Many studies have shown that maternal age of 40 or greater has very specific risks such as intra-uterine growth restriction and even fetal death. Certainly the health of the mother influences the quality of the pregnancy, but a common misconception about maternal age is that the risk of trisomy 21 or Downs syndrome occurs only in older women. While it does increase with age, any woman could have a child with Downs (trisomy 21). Chromosomal defects are “accidents” that occur after conception. Rarely one of the parents is a carrier of a balanced translocation, but only 1 to 3 percent of chromosomal defects are caused by such a condition. In general one has to assume that trisomy 21 is not an inheritable disease.
Genetic diseases, on the other hand, are caused by either new mutations of specific genes, or by parents being carriers of these mutations. The best example is cystic fibrosis or sickle cell disease. Diagnosis is made by taking a good history and then offering the mother an amniocentesis to check the fetal chromosomes for a specific genetic disease.

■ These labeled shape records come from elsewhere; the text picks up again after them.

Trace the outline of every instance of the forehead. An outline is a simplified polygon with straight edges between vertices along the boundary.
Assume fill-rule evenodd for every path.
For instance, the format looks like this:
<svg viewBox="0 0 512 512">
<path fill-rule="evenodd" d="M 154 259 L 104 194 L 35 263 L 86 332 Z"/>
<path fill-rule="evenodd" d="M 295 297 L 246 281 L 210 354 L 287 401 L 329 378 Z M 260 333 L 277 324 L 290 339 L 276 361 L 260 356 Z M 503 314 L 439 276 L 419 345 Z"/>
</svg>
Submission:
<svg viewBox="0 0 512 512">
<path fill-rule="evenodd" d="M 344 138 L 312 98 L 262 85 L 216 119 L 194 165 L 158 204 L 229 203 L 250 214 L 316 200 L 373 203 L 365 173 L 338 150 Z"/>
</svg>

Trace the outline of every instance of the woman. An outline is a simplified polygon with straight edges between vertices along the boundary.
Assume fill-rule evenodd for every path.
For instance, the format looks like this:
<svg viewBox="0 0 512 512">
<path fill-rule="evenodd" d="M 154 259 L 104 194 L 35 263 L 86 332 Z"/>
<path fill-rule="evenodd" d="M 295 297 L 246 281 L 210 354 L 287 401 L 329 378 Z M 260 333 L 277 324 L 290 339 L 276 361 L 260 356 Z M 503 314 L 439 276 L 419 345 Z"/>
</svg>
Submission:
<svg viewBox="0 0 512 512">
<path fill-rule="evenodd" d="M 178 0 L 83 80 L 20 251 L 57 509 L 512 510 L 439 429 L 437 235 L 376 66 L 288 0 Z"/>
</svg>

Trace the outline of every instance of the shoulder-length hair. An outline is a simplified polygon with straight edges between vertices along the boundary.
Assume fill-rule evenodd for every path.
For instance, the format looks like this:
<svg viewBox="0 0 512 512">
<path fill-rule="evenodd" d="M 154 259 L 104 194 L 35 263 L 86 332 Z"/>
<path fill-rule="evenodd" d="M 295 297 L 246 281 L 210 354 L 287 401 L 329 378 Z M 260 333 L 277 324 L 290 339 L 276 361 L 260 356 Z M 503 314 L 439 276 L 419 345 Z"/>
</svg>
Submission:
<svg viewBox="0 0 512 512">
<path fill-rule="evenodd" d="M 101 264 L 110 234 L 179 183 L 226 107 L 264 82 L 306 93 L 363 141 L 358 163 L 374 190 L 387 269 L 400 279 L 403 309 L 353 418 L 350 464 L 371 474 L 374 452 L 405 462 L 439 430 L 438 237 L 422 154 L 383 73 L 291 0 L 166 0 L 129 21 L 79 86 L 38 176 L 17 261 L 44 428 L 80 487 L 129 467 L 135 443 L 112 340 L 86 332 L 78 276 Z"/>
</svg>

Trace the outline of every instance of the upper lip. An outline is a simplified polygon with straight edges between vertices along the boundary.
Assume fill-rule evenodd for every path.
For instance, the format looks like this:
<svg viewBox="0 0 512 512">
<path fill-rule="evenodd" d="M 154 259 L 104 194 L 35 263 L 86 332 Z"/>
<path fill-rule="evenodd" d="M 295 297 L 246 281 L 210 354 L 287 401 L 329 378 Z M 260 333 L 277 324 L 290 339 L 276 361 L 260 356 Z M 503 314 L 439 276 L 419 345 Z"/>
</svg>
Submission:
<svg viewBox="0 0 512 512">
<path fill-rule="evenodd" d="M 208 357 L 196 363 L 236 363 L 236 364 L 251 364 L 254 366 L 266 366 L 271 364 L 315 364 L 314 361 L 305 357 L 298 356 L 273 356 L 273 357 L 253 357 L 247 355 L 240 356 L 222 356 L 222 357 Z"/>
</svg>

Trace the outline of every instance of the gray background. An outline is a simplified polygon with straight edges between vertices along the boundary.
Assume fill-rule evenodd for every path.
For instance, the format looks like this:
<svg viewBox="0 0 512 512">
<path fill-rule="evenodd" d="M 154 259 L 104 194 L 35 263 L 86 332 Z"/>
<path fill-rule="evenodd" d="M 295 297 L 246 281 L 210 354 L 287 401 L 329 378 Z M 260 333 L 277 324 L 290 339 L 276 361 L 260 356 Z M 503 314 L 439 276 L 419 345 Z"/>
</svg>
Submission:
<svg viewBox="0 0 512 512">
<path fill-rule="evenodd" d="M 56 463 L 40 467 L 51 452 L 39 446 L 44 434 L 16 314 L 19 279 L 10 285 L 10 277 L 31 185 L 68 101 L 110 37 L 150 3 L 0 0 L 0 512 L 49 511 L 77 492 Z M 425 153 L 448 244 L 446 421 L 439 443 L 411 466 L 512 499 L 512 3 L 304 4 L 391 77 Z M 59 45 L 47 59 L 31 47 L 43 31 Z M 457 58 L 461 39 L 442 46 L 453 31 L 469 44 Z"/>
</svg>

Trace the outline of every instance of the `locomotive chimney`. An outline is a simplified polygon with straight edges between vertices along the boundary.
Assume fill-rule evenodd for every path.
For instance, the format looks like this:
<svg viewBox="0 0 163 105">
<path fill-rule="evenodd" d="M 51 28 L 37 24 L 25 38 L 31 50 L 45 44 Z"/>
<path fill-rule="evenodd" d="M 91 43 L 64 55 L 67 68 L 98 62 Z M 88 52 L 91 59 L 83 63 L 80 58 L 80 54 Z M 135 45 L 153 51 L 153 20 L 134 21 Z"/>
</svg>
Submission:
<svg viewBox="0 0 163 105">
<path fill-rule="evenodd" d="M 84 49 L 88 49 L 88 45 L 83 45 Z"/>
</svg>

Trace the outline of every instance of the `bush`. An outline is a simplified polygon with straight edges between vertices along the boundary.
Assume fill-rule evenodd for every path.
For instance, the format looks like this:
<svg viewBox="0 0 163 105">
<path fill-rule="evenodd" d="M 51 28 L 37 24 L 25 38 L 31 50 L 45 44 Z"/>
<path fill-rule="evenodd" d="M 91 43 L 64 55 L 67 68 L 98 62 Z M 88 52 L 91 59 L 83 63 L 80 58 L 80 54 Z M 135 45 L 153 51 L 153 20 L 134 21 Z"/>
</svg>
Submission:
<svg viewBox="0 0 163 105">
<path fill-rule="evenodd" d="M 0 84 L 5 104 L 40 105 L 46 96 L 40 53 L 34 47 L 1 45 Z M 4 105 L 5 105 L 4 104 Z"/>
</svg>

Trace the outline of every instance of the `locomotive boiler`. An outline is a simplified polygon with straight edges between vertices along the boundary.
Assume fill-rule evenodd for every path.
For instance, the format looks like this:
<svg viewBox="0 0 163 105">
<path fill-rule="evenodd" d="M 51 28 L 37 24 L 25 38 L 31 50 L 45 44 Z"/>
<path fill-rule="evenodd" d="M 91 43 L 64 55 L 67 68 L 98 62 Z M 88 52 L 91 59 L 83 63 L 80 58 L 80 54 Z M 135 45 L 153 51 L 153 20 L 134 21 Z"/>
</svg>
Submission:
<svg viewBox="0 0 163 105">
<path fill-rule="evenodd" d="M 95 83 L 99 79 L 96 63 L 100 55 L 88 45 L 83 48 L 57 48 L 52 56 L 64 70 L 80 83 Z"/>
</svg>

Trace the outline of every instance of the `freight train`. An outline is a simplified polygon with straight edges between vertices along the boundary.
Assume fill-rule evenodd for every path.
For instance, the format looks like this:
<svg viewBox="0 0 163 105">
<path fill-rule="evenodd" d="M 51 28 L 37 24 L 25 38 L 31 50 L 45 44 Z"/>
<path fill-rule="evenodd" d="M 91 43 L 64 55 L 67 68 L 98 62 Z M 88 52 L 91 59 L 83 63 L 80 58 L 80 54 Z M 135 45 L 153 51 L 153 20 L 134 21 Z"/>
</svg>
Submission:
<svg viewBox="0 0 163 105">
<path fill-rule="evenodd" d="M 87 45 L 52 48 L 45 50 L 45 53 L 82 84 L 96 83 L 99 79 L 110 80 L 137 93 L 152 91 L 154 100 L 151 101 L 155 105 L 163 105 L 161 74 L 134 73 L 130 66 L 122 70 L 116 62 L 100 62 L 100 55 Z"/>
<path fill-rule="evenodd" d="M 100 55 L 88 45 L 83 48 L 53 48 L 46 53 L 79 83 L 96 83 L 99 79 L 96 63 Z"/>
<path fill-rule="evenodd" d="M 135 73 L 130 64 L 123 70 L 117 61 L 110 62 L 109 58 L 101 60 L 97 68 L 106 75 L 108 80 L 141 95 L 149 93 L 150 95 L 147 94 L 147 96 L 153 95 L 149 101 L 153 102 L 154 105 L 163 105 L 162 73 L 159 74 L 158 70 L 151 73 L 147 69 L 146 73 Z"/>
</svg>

Ultrasound is the mainstay of obstetrical care today and is a window into the privacy of the developing fetus. We can detect high-risk pregnancies, such as incorrect dates, multiple pregnancies, uterine anomalies, and placental anomalies. The genetic ultrasound attempts to predict the status of the fetus with the help of serum screening (commonly known as the AFP test). Ultrasound with amniocentesis allows for correct detection of multiple fetal conditions.
Pregnancy is not a disease, but you should seek prenatal care as early as possible to assure a successful and happy pregnancy. Certainly, you cannot always choose how a pregnancy develops, but a team approach to pregnancy care will help the high-risk patient achieve the best success possible.